CHP ise karman çorman... İç sorunlarla boğuşan bir parti.
'Kemal Kılıçdaroğlu mu cumhurbaşkanı adayı olsun, Mansur Yavaş mı, Ekrem İmamoğlu mu, yoksa bir başkası mı?' çekişmesi, dağınıklığın somut göstergesi.
Böyle bir ortamda, Deniz Baykal'ın kızı Prof. Dr. Aslı Baykal'ın CHP'den istifası önemli... Hem de çok anlamlı..
***
İstifa yağmuru
İstifa, her partide olabilir... Çoğu kez istifacı başka partiye koltuk için, unvan için Milletvekili adayı olmak için gider.
Ama... CHP'de durum farklı... Bazı istifacılar koltuk peşinde değiller... Mehmet Sevigen, Yılmaz Ateş gibi ihraç edilenler de.
****
Baksandan devam eden, Çamlıca'ya doğru giden caddenin adı Behçet Kemal Çağlar caddesidir. Biz onu şair, edebiyatçı olarak biliriz.Kimse onun Zonguldak maden mühendislik mektebini bitirdiğini, maden mühendisi olduğunu ve ilklerden olduğunu bilmez...

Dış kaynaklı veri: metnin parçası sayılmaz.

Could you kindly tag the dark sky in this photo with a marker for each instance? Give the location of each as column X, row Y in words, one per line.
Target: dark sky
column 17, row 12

Şemsettin Günaltay'ın başbakanlığa atanmasının ardından, Atatürk devrimlerinden ödün verildiği gerekçesiyle Faruk Nafiz Çamlıbel ile birlikte 24 Ocak 1949'da CHP'den ve milletvekilliğinden istifa etmiştir. İstifa dilekçesinde bile bir nezaket vardır.
'En iyimseriniz, en taşkın savunucunuz olan ben artık inancımı kaybetmiş bulunuyorum!'...
Gerekçe bu. Atamızın vefatından 11 yıl sonra..
****
CHP'den istifa edenler sadece onla sınırlı değil. İstiklal madalyası sahibi... Gazeteci... Milletvekili... Atatürk'ün en yakın arkadaşı, dostu. Falih Rıfkı ATAY'da ayrılmıştır. İstifası çok anlamlıdır. 'Hiç sarsılmaksızın Atatürk'e bağlı olduğum için Atatürkçü olmayanların baskısıyla bir gün savunma hakkımı bile kullanamayarak partiden kovulmak çok acı geleceğinden, şimdiden Allaha ısmarladık'... 10 Aralık 1962.'
Ve İsmet İnönü... Atatürk'ün en yakın dava ve silah arkadaşı... Garp Cephesi Komutanı... İkinci Cumhurbaşkanı...
İstifa mektubunda şunları yazmış: 'Parti politikalarının memleket için sakıncalı gördüğüm şekil ve istikamette değiştirilmesi sebebiyle... 8 Mayıs 1972.'
CHP'den kimler gelmiş kimler geçmiş.
Ecevit bile istifa etmedi belki ama CHP genel başkanlığı kendisine verilmek istenince elinin tersiyle geriye çevirmiş DSP'yi kurmuştu.
CHP 'gayya kuyusu' gibidir. Siyasetin bütün oryantalistlerini politikada görürsünüz.
Siyasette sabır taşı olsanız çatlarsınız. Değirmen taşı olsanız çevrilip durursunuz.
Particilik sabır işte. Oryantal zekanızın çok yüksek olması gerekir. Yoksa devreleri yakarsınız.
Sonrası malüm. Marş marş doğru 'tırlak baba' türbesine.